The Defense of Marriage Act was signed into law in 1996 by Bill Clinton. Under DOMA, a homosexual couple cannot receive the federal benefits that heterosexual married couples do. The law also denies the Full Faith and Credit Clause of the Constitution, as it says that states have no obligation to recognize other states’ gay marriage laws.

Needless to say this legislation has been highly controversial. In October a New York federal appeals court was the second appeals court to declare DOMA unconstitutional after a court in Massachusetts ruled the same in May.

The Obama administration declared last year that they will no longer support DOMA. Obama also became the first president to officially support same-sex marriage.
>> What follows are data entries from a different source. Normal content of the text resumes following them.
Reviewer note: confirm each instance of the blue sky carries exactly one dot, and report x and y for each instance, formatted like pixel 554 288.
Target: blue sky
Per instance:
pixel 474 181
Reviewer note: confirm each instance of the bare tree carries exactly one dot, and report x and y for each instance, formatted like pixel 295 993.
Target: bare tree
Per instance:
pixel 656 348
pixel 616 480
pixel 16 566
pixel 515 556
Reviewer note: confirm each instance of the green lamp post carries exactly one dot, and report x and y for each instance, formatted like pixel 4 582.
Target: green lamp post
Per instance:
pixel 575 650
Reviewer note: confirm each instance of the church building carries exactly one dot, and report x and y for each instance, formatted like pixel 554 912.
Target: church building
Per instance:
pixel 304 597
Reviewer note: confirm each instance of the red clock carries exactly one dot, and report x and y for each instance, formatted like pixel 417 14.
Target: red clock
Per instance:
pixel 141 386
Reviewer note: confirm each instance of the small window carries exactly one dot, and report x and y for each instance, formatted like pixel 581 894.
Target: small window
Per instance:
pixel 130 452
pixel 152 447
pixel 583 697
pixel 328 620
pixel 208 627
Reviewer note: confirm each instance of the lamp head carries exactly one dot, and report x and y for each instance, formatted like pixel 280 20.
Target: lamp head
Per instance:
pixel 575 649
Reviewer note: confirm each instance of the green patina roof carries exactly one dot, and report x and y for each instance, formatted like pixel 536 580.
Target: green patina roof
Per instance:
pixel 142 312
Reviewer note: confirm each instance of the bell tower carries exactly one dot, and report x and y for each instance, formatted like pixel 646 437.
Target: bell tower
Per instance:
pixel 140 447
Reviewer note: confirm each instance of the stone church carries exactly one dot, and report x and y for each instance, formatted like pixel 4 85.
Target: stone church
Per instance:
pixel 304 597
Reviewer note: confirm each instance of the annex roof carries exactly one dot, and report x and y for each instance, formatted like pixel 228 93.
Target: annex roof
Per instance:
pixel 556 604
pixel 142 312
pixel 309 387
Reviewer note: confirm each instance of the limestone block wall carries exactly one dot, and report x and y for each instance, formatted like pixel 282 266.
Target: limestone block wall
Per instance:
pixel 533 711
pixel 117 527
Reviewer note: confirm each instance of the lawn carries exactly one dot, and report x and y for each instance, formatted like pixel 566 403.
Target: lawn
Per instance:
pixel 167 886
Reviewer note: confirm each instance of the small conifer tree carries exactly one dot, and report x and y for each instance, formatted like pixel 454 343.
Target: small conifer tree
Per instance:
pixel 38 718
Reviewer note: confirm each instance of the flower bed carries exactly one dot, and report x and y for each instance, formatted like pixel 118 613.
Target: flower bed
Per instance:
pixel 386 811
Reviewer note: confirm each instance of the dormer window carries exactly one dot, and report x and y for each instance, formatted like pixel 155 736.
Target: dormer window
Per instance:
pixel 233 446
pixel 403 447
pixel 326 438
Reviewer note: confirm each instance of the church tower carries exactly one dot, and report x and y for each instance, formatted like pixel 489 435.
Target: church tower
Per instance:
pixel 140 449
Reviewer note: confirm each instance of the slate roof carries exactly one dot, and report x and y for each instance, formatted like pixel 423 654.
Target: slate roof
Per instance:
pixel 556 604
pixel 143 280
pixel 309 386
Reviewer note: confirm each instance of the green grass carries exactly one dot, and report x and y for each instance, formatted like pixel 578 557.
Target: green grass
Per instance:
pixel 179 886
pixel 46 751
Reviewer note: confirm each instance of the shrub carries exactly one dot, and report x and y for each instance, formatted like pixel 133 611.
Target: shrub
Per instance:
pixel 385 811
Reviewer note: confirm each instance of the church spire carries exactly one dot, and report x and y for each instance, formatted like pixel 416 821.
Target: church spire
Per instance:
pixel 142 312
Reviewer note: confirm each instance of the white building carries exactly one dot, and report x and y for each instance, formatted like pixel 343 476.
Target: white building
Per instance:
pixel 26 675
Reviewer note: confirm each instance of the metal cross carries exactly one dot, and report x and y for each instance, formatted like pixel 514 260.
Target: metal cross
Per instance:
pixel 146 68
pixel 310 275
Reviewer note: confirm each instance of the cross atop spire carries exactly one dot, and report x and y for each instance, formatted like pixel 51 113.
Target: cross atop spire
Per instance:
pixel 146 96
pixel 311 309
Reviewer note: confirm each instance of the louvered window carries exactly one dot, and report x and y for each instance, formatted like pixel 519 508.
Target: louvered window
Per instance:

In an interview with ABC’s Good Morning America Obama said he was open about the subject.

"I've always been adamant that gay and lesbian Americans should be treated fairly and equally," said Obama. I’ve just concluded that for me personally it is important for me to go ahead and affirm that I think same sex couples should be able to get married." 

Proposition 8 has also come under fire nationally. The ballot proposal passed in California 2008. The legislation amended the California state constitution so that only marriages between heterosexuals can be recognized in the state. This overruled the California Supreme Court decision to grant homosexual couples the right to marry. In February 2012 the 9th circuit court in California took action and declared Prop 8 unconstitutional, indicating that the legislation had no right to take away gay marriage rights that were previous granted in the state.

Gay rights activists are hoping that the Supreme Court in Washington will take the same stance on both DOMA and Prop 8. In regards to DOMA, the high court has the power to deny all states the right to outlaw gay marriage. Such a decision will speak volumes in the gay rights movement. The nine justices are scheduled to meet again this Friday, and it will be their last scheduled meeting until January. This week will be crucial for any further decision-making on gay marriage.